The collective labour agreement provides for cases in which a separate compensation is paid for night work. Night work is often connected to shift work. In shift work, shifts must be changed regularly. Guidelines on shift work can be found in the field-specific collective labour agreements.


The employer must compile a work shift list in advance showing when an employee’s regular working time shall start and end. Furthermore, a work shift list must contain the times for daily breaks. The work shift list or roster is usually compiled for the same time frame as the plan for balancing out the working time, if the average working hours or the hours of period are used at the workplace.

The work shift list must be released for information no later than one week before the period starts. After this the employer can change the work shift list only for a justified reason or with the employee’s consent. If changes are made to the work shift list, they must be brought to the employee’s attention in person.

If the employer wants to give employees who work with changing working hours work shifts that exceed the minimum working time agreed in the work contract, the employees must have an opportunity to say, within a time limit, to what extent and on what conditions they can accept the work. The deadline must not be earlier than one week prior to compiling the work shift list. However, for work that has no change in the allocation of regular working time or that applies flexible working hours or flexitime, the work shift list can be submitted as being valid until further notice.

The work shift list may come up in the provisions of the collective labour agreement, too. The employer must consider the provisions of the collective labour agreement it follows. Some collective labour agreements stipulate e.g. that the employer must never change the work shift list unilaterally.

On call

The employer and employee can agree that the employee will be available in their free time so that they can be called to work. The time on call isn’t normally considered as work. The employee can spend “the on call free time” in the way they want. They don’t have to be in the workplace during the on call time. If the employee is called to work during that time, the work performed is naturally considered working time. In some situations the work can become so binding that even the time on call becomes working time. Being on call must not disrupt the employee’s use of free time unreasonably.

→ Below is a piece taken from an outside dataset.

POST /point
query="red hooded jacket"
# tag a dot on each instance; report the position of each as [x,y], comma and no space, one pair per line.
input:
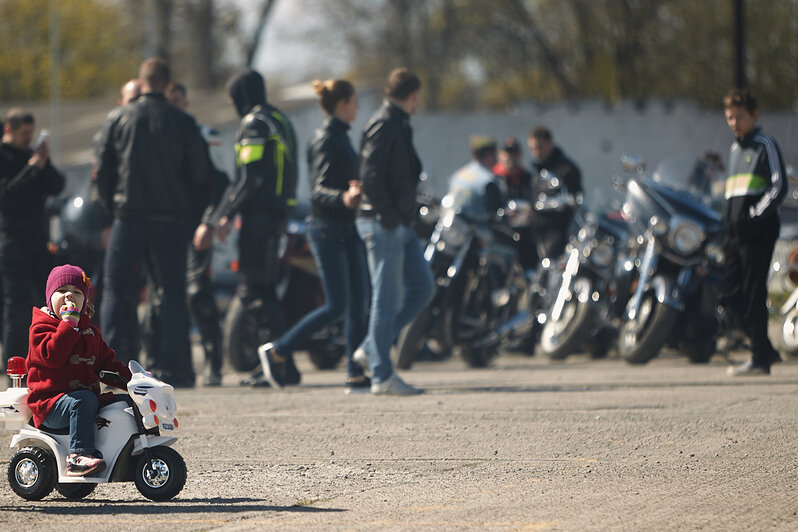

The working time is defined in the work contract.

Being on call must be included in an agreement in which the compensation for being on call as well as its other conditions are agreed. In ambiguous situations concerning being on call, you should contact the shop steward at your workplace or your own trade union.

Being on duty usually refers to the employer having ordered the employee to be at the workplace available for the employer for working. In the situation above being on duty is considered the employee’s working time.

Extra work and overtime

Extra work is the work performed in addition to the actual working time that does not exceed the legal maximum working hours, i.e. 40 hours per week. Work exceeding the maximum working hours as provided by law is overtime. The collective labour agreements can also agree on a lower limit for overtime.

Extra work and overtime are done by the employer’s initiative, but with the employee’s consent. Extra work may also have been agreed in the work contract. In contracts with changing working hours (e.g. zero-hour contracts) it is forbidden to give one’s consent to extra work in a work contract.

Extra work is paid for with the same wages as normal working hours and for overtime additional overtime compensation is paid on top of normal wages. Extra and overwork are usually agreed on in more detail in collective labour agreements.

The collective labour agreement provides for cases in which a separate compensation is paid for night work. Night work is often connected to shift work. In shift work, shifts must be changed regularly. Guidelines on shift work can be found in the field-specific collective labour agreements.